Distribution highways - impact of the information superhighway on magazine publishing

Folio: The Magazine for Magazine Management, May 15, 1994 by Ron Scott

What is it about the offerings in our magazines that inspires readers to buy what they can get for free electronically?

People trust magazines more than TV, radio and newspapers. Asked to choose which is "the most effective medium for knowledge and usable ideas," 45 percent of respondents to a 1991 PCH/MPA survey replied, "magazines." By comparison, only 18 percent chose TV, 20 percent chose newspapers, and 2 percent chose radio; 15 percent replied "don't know."

We should ponder this amazing piece of data as we consider the impact of the electronic superhighway--which is all the rage of investors and pundits alike--on magazine publishing. What is it about the offerings in our magazines that inspires readers to buy what they might otherwise get for free electronically?

The authors of the study answer that question this way: "The primary reason that magazine buying and readership continues to grow is relatively simple--a magazine is the most effective medium for contributing to people's personal knowledge and in supplying them with the most usable ideas about areas important in daily living. Despite changing lifestyles, interests and mores, magazines continue to dominate television, newspapers and radio."

All this is true, but there is much more to the story. Why, exactly, are magazines the most "effective"?

Our editors have access to the same information as radio and television commentators and newspaper editors, but have more limited formats in which to present that information.

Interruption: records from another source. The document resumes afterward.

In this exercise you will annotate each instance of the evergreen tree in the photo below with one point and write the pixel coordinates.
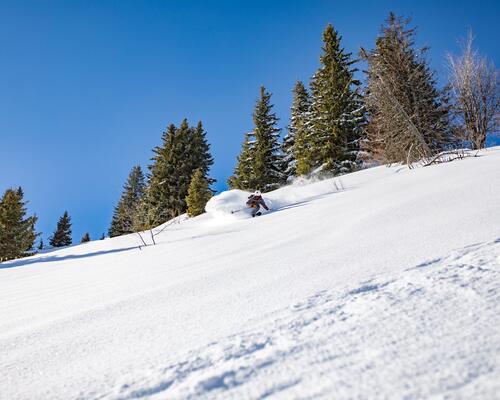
(268, 161)
(296, 146)
(200, 153)
(243, 177)
(260, 164)
(337, 114)
(17, 232)
(62, 234)
(408, 116)
(184, 150)
(127, 209)
(198, 194)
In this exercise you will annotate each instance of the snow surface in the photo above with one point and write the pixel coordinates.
(384, 283)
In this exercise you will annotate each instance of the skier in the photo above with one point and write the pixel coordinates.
(254, 202)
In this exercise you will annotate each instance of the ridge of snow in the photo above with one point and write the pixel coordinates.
(384, 283)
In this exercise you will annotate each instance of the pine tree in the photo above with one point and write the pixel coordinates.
(62, 234)
(408, 116)
(198, 194)
(243, 176)
(184, 150)
(337, 115)
(296, 146)
(200, 152)
(268, 161)
(127, 209)
(17, 232)
(260, 164)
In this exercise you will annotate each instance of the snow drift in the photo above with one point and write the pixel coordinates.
(384, 283)
(232, 202)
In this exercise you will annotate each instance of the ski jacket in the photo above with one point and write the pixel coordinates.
(254, 201)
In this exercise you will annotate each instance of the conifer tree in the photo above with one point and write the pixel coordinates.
(200, 152)
(198, 194)
(62, 234)
(243, 176)
(296, 146)
(127, 209)
(408, 116)
(184, 150)
(337, 115)
(161, 180)
(17, 232)
(260, 164)
(268, 161)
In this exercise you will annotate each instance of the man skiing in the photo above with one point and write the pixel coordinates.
(254, 202)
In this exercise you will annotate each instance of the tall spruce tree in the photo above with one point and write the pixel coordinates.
(17, 232)
(62, 234)
(268, 161)
(243, 176)
(161, 180)
(408, 115)
(198, 194)
(296, 146)
(260, 164)
(126, 211)
(337, 115)
(184, 150)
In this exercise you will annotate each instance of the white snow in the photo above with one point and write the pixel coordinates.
(384, 283)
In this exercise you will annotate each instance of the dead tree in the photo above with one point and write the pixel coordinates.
(475, 90)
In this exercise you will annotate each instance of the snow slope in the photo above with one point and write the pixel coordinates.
(384, 283)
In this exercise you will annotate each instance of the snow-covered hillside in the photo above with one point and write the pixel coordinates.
(384, 283)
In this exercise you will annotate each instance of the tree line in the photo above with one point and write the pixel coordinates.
(337, 125)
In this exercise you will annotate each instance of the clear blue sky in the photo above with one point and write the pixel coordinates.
(87, 87)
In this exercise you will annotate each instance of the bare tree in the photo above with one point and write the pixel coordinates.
(408, 115)
(475, 91)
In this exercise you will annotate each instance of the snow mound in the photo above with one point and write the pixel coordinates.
(229, 203)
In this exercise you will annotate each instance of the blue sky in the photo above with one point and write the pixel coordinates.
(87, 87)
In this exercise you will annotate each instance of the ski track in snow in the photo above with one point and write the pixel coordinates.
(415, 334)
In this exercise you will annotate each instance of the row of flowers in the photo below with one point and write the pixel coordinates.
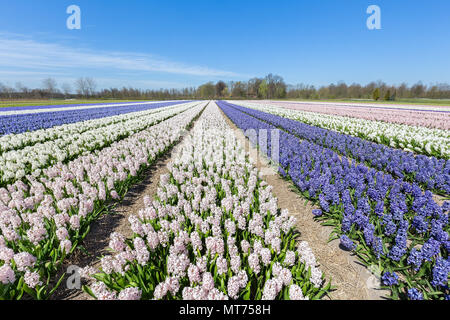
(214, 232)
(16, 164)
(390, 224)
(439, 119)
(10, 124)
(44, 218)
(421, 140)
(429, 172)
(29, 138)
(7, 111)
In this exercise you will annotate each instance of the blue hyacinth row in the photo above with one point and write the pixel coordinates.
(430, 172)
(12, 124)
(388, 222)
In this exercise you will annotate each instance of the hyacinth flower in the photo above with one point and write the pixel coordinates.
(43, 220)
(429, 172)
(12, 124)
(27, 153)
(431, 142)
(207, 236)
(387, 216)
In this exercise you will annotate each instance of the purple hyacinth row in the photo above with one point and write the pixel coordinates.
(387, 221)
(54, 106)
(429, 172)
(12, 124)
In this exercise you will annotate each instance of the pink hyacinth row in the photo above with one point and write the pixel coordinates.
(428, 119)
(54, 203)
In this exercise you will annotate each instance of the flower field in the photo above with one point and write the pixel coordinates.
(387, 221)
(213, 229)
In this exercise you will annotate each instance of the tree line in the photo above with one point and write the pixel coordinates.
(270, 87)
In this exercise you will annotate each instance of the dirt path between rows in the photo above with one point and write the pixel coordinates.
(353, 280)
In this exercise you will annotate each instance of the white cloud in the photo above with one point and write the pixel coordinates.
(20, 53)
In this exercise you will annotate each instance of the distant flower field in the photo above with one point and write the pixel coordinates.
(214, 230)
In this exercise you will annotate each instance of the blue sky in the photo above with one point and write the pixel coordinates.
(154, 44)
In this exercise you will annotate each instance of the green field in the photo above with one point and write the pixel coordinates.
(431, 102)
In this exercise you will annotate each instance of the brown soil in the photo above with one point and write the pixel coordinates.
(353, 280)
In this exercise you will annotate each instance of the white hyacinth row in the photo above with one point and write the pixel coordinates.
(43, 219)
(215, 232)
(21, 140)
(428, 141)
(74, 139)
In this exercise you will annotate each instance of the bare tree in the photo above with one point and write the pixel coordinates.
(86, 86)
(81, 86)
(91, 85)
(23, 90)
(66, 88)
(49, 85)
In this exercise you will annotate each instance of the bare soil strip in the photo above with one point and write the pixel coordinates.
(353, 280)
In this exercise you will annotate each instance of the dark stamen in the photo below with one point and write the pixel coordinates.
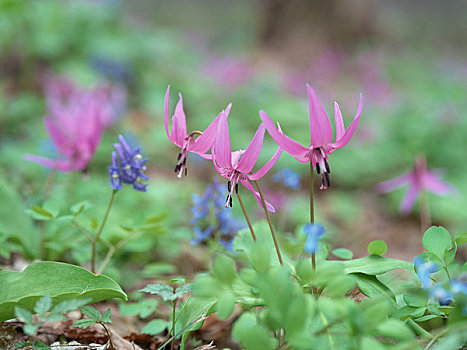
(328, 180)
(328, 169)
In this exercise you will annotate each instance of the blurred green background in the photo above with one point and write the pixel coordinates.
(407, 58)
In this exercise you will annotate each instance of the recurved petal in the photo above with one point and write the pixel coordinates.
(248, 185)
(320, 126)
(251, 154)
(290, 146)
(341, 142)
(166, 112)
(179, 123)
(221, 148)
(204, 142)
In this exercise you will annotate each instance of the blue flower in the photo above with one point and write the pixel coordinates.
(132, 165)
(424, 271)
(313, 233)
(288, 178)
(439, 293)
(458, 286)
(200, 235)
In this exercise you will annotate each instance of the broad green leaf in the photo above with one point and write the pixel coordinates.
(43, 305)
(377, 247)
(163, 290)
(225, 305)
(437, 240)
(342, 253)
(373, 265)
(106, 316)
(224, 269)
(154, 327)
(371, 286)
(85, 323)
(61, 281)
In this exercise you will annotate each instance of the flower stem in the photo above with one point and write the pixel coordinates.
(270, 223)
(246, 217)
(98, 233)
(312, 209)
(425, 215)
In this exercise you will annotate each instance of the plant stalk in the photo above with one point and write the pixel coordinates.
(270, 223)
(98, 233)
(246, 217)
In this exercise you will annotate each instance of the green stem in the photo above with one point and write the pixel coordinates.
(98, 233)
(173, 324)
(312, 210)
(246, 217)
(270, 223)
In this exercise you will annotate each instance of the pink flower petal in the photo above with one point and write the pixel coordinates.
(341, 142)
(320, 127)
(340, 129)
(435, 185)
(179, 123)
(409, 199)
(166, 112)
(248, 185)
(390, 185)
(251, 154)
(290, 146)
(221, 148)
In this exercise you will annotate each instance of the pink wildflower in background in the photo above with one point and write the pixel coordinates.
(320, 133)
(418, 180)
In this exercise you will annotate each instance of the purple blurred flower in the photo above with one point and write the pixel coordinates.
(418, 179)
(424, 271)
(320, 133)
(130, 168)
(313, 233)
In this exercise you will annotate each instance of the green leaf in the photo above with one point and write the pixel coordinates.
(85, 323)
(23, 314)
(43, 305)
(154, 327)
(61, 281)
(106, 316)
(437, 240)
(225, 305)
(377, 247)
(224, 269)
(343, 253)
(91, 312)
(163, 290)
(460, 238)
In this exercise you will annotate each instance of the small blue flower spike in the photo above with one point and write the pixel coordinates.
(132, 165)
(424, 271)
(313, 233)
(439, 293)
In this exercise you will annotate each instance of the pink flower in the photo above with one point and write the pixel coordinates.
(320, 133)
(187, 142)
(237, 166)
(418, 179)
(74, 125)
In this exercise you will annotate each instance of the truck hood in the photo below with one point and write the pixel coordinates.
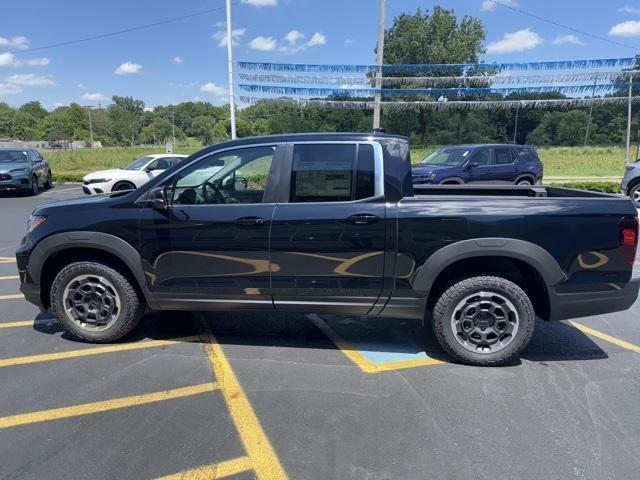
(7, 167)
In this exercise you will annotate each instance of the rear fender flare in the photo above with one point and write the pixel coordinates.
(528, 252)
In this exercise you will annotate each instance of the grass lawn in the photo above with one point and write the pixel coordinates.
(558, 161)
(569, 161)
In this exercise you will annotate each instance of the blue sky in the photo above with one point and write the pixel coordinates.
(184, 61)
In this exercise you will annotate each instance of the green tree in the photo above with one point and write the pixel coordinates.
(439, 37)
(202, 128)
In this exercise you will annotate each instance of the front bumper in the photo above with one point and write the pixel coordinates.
(574, 305)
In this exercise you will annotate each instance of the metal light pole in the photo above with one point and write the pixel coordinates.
(232, 106)
(628, 158)
(379, 60)
(90, 124)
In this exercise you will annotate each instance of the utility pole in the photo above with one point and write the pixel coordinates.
(379, 60)
(90, 124)
(593, 94)
(232, 106)
(173, 129)
(628, 158)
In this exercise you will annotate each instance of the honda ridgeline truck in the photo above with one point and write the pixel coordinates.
(331, 223)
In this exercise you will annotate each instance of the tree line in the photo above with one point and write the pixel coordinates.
(414, 38)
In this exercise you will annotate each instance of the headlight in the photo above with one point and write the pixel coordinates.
(35, 221)
(98, 180)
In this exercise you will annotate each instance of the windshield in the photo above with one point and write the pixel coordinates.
(447, 156)
(13, 156)
(139, 163)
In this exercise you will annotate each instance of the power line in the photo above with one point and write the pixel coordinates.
(121, 32)
(566, 27)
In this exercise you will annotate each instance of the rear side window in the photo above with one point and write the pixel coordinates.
(529, 155)
(503, 156)
(332, 173)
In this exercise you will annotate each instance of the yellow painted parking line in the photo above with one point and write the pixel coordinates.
(607, 338)
(214, 472)
(22, 323)
(11, 296)
(352, 353)
(104, 406)
(85, 352)
(255, 441)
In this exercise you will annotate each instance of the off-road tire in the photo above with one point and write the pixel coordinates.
(129, 315)
(448, 301)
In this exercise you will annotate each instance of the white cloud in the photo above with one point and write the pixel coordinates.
(293, 37)
(14, 42)
(128, 68)
(519, 41)
(629, 9)
(221, 35)
(93, 97)
(35, 62)
(217, 90)
(264, 44)
(9, 88)
(31, 80)
(8, 59)
(489, 5)
(571, 38)
(317, 39)
(630, 28)
(262, 3)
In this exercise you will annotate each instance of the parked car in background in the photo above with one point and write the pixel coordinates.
(509, 164)
(133, 176)
(24, 170)
(631, 182)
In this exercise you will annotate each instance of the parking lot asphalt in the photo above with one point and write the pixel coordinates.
(273, 396)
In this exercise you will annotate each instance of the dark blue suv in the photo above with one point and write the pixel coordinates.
(514, 164)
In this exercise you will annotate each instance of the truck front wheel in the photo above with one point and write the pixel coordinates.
(484, 321)
(95, 302)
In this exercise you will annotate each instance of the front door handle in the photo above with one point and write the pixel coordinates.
(249, 221)
(362, 219)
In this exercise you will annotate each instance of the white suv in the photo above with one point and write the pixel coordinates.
(130, 177)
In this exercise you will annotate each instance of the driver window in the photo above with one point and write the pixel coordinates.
(232, 176)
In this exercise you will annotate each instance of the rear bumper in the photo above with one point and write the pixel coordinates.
(574, 305)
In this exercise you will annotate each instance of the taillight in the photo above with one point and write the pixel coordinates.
(629, 238)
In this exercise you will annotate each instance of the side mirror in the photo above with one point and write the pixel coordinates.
(158, 199)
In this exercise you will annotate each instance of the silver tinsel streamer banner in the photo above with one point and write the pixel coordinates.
(449, 81)
(619, 63)
(456, 105)
(283, 90)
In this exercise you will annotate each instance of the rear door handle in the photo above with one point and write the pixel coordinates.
(362, 219)
(249, 221)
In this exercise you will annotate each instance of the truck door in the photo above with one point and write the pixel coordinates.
(328, 238)
(211, 248)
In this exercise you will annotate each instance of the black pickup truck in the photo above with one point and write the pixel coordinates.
(332, 223)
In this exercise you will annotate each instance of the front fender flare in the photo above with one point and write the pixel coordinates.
(528, 252)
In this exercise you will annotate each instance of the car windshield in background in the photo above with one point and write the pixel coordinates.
(447, 156)
(139, 163)
(13, 156)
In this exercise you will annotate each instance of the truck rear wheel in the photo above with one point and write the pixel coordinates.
(95, 303)
(484, 321)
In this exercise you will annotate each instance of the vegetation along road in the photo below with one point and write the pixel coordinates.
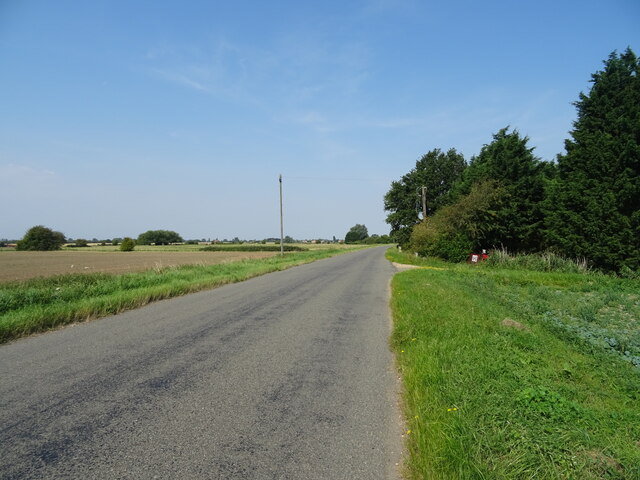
(287, 375)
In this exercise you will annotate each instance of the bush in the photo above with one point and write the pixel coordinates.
(454, 231)
(542, 262)
(127, 245)
(159, 237)
(41, 238)
(253, 248)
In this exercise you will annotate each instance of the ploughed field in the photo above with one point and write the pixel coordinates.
(24, 265)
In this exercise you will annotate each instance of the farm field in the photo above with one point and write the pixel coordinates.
(25, 265)
(44, 302)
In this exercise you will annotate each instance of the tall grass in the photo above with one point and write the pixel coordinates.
(40, 304)
(542, 262)
(502, 382)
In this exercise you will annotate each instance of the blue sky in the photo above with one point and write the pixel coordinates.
(123, 116)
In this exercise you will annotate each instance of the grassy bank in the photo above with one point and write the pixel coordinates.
(40, 304)
(518, 374)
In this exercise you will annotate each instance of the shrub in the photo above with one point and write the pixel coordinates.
(159, 237)
(454, 231)
(127, 245)
(41, 238)
(253, 248)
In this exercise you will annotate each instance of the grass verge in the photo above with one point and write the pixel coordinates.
(517, 374)
(36, 305)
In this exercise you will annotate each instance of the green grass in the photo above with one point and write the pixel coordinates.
(559, 398)
(36, 305)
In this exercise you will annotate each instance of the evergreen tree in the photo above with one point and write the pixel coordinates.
(594, 206)
(520, 175)
(435, 170)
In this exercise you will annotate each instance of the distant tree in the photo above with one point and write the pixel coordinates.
(594, 206)
(158, 237)
(510, 163)
(41, 238)
(356, 234)
(127, 245)
(437, 171)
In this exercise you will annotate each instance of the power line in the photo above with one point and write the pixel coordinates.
(345, 179)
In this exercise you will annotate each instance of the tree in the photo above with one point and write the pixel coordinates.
(127, 245)
(594, 206)
(509, 162)
(41, 238)
(357, 233)
(158, 237)
(435, 170)
(457, 230)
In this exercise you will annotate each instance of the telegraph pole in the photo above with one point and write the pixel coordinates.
(281, 223)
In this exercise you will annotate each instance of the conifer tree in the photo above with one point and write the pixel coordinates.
(510, 163)
(594, 206)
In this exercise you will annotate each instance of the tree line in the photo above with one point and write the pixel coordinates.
(585, 204)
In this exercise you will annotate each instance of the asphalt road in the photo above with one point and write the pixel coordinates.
(285, 376)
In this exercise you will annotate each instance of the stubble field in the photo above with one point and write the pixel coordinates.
(16, 266)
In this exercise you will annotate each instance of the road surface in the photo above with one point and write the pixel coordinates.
(285, 376)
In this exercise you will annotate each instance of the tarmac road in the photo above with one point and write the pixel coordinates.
(285, 376)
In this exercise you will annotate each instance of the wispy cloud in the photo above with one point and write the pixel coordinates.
(180, 79)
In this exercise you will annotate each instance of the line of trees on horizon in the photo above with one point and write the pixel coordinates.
(586, 204)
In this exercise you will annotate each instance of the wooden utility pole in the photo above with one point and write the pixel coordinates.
(424, 202)
(281, 223)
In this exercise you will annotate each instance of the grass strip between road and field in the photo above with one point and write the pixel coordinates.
(37, 305)
(517, 374)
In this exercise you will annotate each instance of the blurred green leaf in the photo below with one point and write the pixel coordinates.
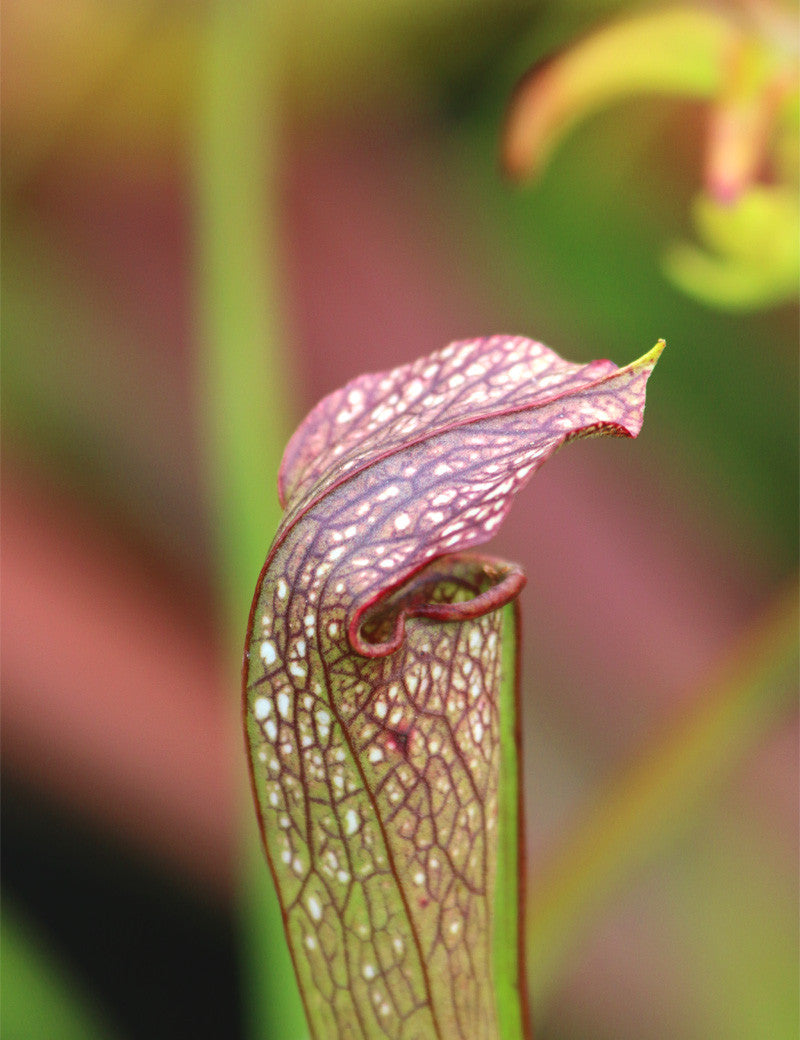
(668, 51)
(753, 251)
(40, 999)
(663, 793)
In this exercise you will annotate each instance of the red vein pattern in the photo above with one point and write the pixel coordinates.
(372, 670)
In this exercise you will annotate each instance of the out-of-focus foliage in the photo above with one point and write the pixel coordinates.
(745, 65)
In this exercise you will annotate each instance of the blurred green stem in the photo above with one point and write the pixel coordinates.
(242, 399)
(664, 790)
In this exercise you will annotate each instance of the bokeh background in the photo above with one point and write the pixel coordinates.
(212, 214)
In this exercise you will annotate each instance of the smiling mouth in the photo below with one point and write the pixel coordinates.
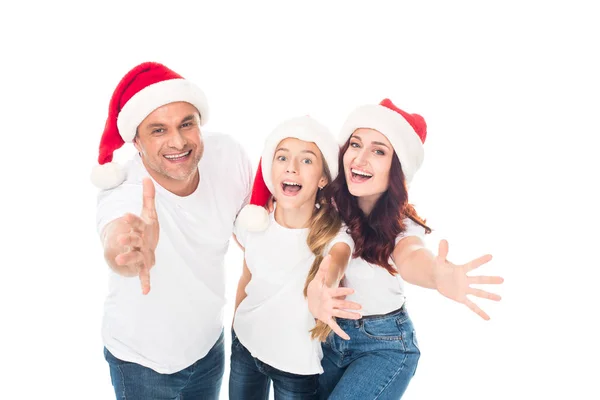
(178, 157)
(291, 188)
(358, 176)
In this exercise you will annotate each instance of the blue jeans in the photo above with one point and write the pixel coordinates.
(250, 378)
(201, 380)
(377, 362)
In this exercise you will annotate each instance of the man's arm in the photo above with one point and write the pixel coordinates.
(243, 282)
(130, 241)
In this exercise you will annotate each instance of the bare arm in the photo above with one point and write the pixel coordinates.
(243, 282)
(415, 262)
(340, 254)
(419, 266)
(130, 241)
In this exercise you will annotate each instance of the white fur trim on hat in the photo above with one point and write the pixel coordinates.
(156, 95)
(108, 176)
(400, 133)
(304, 128)
(252, 218)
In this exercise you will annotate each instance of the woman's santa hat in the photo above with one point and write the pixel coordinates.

Radio and television are much faster at delivering information than magazines ever could be, and so are newspapers. Both television and radio are interactive through call-in programming; and both deliver targeted audiences, either large or small, that are demographically defined, making them appealing to advertisers.

Finally, it costs more to deliver a magazine (on the roadways) than it does to deliver the same information electronically (through the airways). Why, then, are we still in business?

The PCH/MPA survey on media choices, individual publisher research, and massive doses of common sense give the answer in one word: credibility. Magazines have the greatest credibility of any information medium. That credibility has two sources: Our editorial is constantly defined and redefined by feedback from the marketplace, and we are unlicensed, unregulated and free of government influence.

Listening to our readers

That marketplace feedback comes, in part, from the ways in which we distribute our offerings to readers. It is informative to contrast our marketplace editorial feedback with that of our competitors. The best that television has developed to date is a diary format in which demographically selected owners of television sets record the channels to which their sets are tuned. Who is, or is not, watching remains a matter of speculation.

Newspapers have subscriptions (home delivery) and retail sales, as we do. But newspapers' circulation numbers do not seem to reflect any particularly successful editorial response to their declining circulations. Perhaps it is because they believe that they are more directly competitive with the electronic media than are magazines. Or perhaps daily circulation provides too many conflicting responses to allow editors to determine meaningful adjustments. Or it may be that the consolidation of newspapers into larger markets is part of the answer.

Magazines, then, are fortunate to have the channels of distribution they do. The harsh realities of our marketplace responses (return ratios and renewal figures) are not pleasant for editors or publishers, and they do not make circulators either happy or popular. But they are our reality check. They give us fair warning when returns are high and renewal rates are either low or indicate that lower pricing is needed in order to bring response rates up. And they tell us we are in tune with the market when return rates are low and renewal rates are high without price reductions or the need for increasingly expensive incentives.

Editors and publishers are, naturally, less than appreciative of circulation efforts when reports are not as they had expected. Yet it is these forms of editorial feedback that stimulate creativity, inform us of reader interests, wants and needs, and drive our continuing quest for excellence.

Free of influence

Our editorial credibility, founded in the First Amendment and protected and sustained by our collective, vigorous defense in courts both large and small, is the greatest threshold that electronic media must cross. Government involvement in and assistance to electronic media has been pervasive. From radio and television station licensing to government-sponsored cable franchising, from telephone regulated monopolies to electronic superhighway suggestions from our vice president, government involvement has tainted the credibility of the electronic media. Our readers, I believe, know this intuitively.

So we can watch the rise to prominence of the latest electronic competitor with interest--indeed, with fascination. It is surely a new wave of change, but until it is as free as we are, and until it is more harshly tested in the marketplace of editorial feedback, magazine publishers can continue to do what they do better than any other form of communication: Provide their readers with the most credible ideas, information and entertainment.